Leotiomycetes

Die Leotiomycetes sind eine Klasse der Schlauchpilze. Sie enthält keine Flechtenbildner.

Merkmale

Morphologisch sind die Leotiomycetes sehr vielgestaltig. Ein großer Teil besitzt kleine Apothecien als Fruchtkörper mit einem freiliegenden Hymenium und inoperculaten, unitunicaten Asci, die sich mit einer apikalen Perforationspore öffnen und so die Sporen entlassen. Die Erysiphales, Myxotrichaceae und Thelebolales besitzen hingegen einfache, kleistothecische Fruchtkörper. Die Form der Fruchtkörper kann eine farbenprächtige, tischtennisball-große Kugel sein (Cyttaria), oder kleine dunkle Punkte auf Koniferen-Nadeln (Lophodermium). Die Konsistenz des Fruchtkörpers reicht von gallertartig (Bulgaria), über haarig und fleischig bis zerbrechlich (Hyaloscyphaceae).
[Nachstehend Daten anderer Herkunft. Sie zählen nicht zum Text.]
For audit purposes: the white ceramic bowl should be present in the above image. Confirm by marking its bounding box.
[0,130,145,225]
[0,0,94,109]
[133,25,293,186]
Die Erysiphales und die Thelebolales besitzen sehr kleine, geschlossene Fruchtkörper mit teilweise nur einem Ascus. Der Großteil der Arten bildet achtsporige Asci, manche Vertreter, wie Thelebolus stercoreus bilden bis zu 2000 Sporen pro Ascus.

Die Sporen sind nicht oder transversal septiert, durchscheinend (hyalin) oder pigmentiert, und in Längsrichtung leicht asymmetrisch.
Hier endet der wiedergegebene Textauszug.